Inside his locker was another message. It was taped behind the single coat hanger and read similar to the previous installment. A thousand, a million, thoughts raced through his head. Was this how he would find his first high school girlfriend? He couldn’t hide the innocent smile on his face, but those around him began to step away at the sight. With the melodic shield over his ears, he was oblivious to their judgment.
The rest of the day was spent in disregard of education with no song to supplement his focus. He couldn’t get the love letters out of his mind. He wondered if he should buy one of the anonymous carnations the school sold. There was no name on the letters so there was no one to address such a rose to.
As he retrieved his belongings at the close of the day, a scrap of paper lay at the bottom of the locker where his bag had been. One hand pulled the headphones over his ears and the other picked the parchment up. It read, Tomorrow. His heart leapt within its cage. There was nothing he could do but wait.
The next day, he strolled into school with a violet pool beneath each eye. How was he supposed to sleep? He had spent his elongated morning dressing the best he could. No band t-shirt ripping at the seams, beat up sneakers, or old jeans. He came in steamed slacks and a polo shirt that hung loosely off his frail frame. He walked in time with his morning playlist with a confidence he did not typically display amongst his peers. When he came to his destination, he reached up carefully to crack the code of his padlock and pulled the locker open. A torrent of trash came rushing out. A half-filled bottle, old homework, used napkins, pencils, pens, crumbs, and just one hairbrush fell out in sad little rush. There was no note inside. He stood there for a moment with his hand still on the latch as leftover iced tea soaked into his once clean shirt. Behind him an audience had formed to watch the show. He could not see the faces nor hear the crowd laughing. He didn’t need to.
A minute later he was huddled in the gap below the farthest stairwell he could find. It would have been easier if he could just cry, but the tears wouldn’t come. When he came out of his trance, he noticed a familiar girl had sat a few feet away. He must have seen her passing in the hall before, but he never saw her take that seat beside him. It was as if she simply appeared. His first instinct was to leave, but he was not sure why. He had been there first and deserved his solitude. Against his potent introversion, he spoke first.

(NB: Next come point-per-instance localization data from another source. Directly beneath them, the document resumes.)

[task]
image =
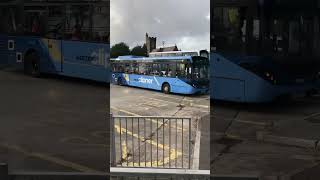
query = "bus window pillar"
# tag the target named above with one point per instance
(316, 39)
(249, 31)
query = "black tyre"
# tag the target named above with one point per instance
(32, 64)
(166, 88)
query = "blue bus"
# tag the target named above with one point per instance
(57, 39)
(169, 74)
(259, 57)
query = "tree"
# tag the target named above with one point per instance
(119, 49)
(139, 50)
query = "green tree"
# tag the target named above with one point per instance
(120, 49)
(139, 50)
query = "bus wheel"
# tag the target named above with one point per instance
(32, 64)
(166, 88)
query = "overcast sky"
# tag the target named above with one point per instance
(185, 23)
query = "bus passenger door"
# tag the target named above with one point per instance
(55, 54)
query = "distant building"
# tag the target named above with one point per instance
(151, 43)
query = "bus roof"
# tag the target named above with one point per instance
(136, 58)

He ripped the headphones off and said, “Uhh, hi.” The words were lined with leftover panic and adrenaline. A long pause followed his first attempt at speech. “What’re you doing?”

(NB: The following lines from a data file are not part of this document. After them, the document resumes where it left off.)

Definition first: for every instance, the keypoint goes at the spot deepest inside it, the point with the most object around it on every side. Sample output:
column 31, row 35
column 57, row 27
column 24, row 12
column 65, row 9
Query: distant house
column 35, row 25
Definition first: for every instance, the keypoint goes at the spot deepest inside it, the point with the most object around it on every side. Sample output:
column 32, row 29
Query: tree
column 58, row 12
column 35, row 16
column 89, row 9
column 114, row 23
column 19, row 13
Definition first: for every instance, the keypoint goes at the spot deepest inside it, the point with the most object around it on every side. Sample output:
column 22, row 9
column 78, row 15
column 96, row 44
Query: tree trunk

“Hiding from someone,” she said. Her voice was dull and her body slouched where she sat. In her hands was one of the carnations he had toyed with purchasing. A note was tied around the stem, but he could not read it from his angle. “What about you?”
“Hiding from everyone,” he replied. The answer came naturally.

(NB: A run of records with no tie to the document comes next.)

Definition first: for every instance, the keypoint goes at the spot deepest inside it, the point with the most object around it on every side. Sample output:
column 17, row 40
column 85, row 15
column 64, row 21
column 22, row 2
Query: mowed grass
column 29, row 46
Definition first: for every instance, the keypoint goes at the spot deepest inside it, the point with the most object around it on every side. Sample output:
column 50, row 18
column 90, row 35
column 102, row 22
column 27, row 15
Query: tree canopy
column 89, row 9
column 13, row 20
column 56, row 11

“Hmm.” Her pneumonic passed and the two sat there in mutual silence without a word or sigh passed between. “Can I ask you for a favor?”
“Sure. What is it?”
“Can you take this rose? I mean, like off my hands? I feel like it’s too mean to throw away, but there’s no way I can keep it.”
“I can manage that. I just hope he thinks I’m pretty.” The remark was dryly delivered and came automatically. He expected nothing from it, but then the girl was trembling. She was giggling uncontrollably, in fact. Then she burst open and he was laughing all the same. The two held their sides as they mined humor from the vein of a worthless joke.
“I’m sure he’ll see something in you,” she said. A smile lingered on her lips as she spoke while her eyes were moist with the prelude of tears. The bell rang for homeroom throughout the flooded halls and students filed away. The girl was one such student who bolted from her seat under the stairwell. In a flash, she had vanished around the corner and left the young man holding a lone rose that was not his. As he sat embracing his tardiness he was oblivious to three things: the thorn digging into his palm, the headphones that had broken moments ago, and the fool’s grin he shamelessly wore.